The truth about the Triple Crown
The third stage of the horse racing Triple Crown is about New York gamblers and not about a fair race, the welfare of the horses or fairness. It’s about driving up the betting odds and making a financial killing.
The owner of California Chrome, Steve Coburn, had it correct that the Belmont Stakes is a systematically unfair race. Those were not the ravings of a sore loser. The Kentucky Derby and Preakness are about racing and the beauty of great races. They are not about a fabricated, controlled and colluded race based on greed and money.
There is collusion to prevent the favorite from winning. The other horses sandwiched in California Chrome, just like they did to Smarty Jones 10 years ago.
The selection of the horses is also a setup based on the same principle of building up the gambling odds.

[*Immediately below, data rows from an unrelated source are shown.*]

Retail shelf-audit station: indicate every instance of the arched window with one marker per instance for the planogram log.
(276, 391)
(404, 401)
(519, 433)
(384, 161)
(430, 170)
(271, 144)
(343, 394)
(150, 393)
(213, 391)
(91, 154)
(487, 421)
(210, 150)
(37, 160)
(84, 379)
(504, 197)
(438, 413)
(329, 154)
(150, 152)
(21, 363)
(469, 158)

Resting gamblers’ individual favorite horses and not participating in the other two races creates an unfair field for the horses.
The distance is even a factor. The Preakness is a mile and one eighth, The Kentucky Derby is a mile and one quarter, but the Belmont Stakes is a mile and one half. This gives an unfair advantage to rested horses that did not participate in the other two races.
There is a cultural difference between the North and the South. As a northerner who worked in the South in Baltimore, I can define the difference. The Preakness is laid out more for the average person with its accessibility, informality and sense of belonging than the other two races. It is a workingman’s derby as opposed to a sophisticated social event. You notice this approach was not tried in Louisville because the tradition is too strong for the gambling interest to overcome.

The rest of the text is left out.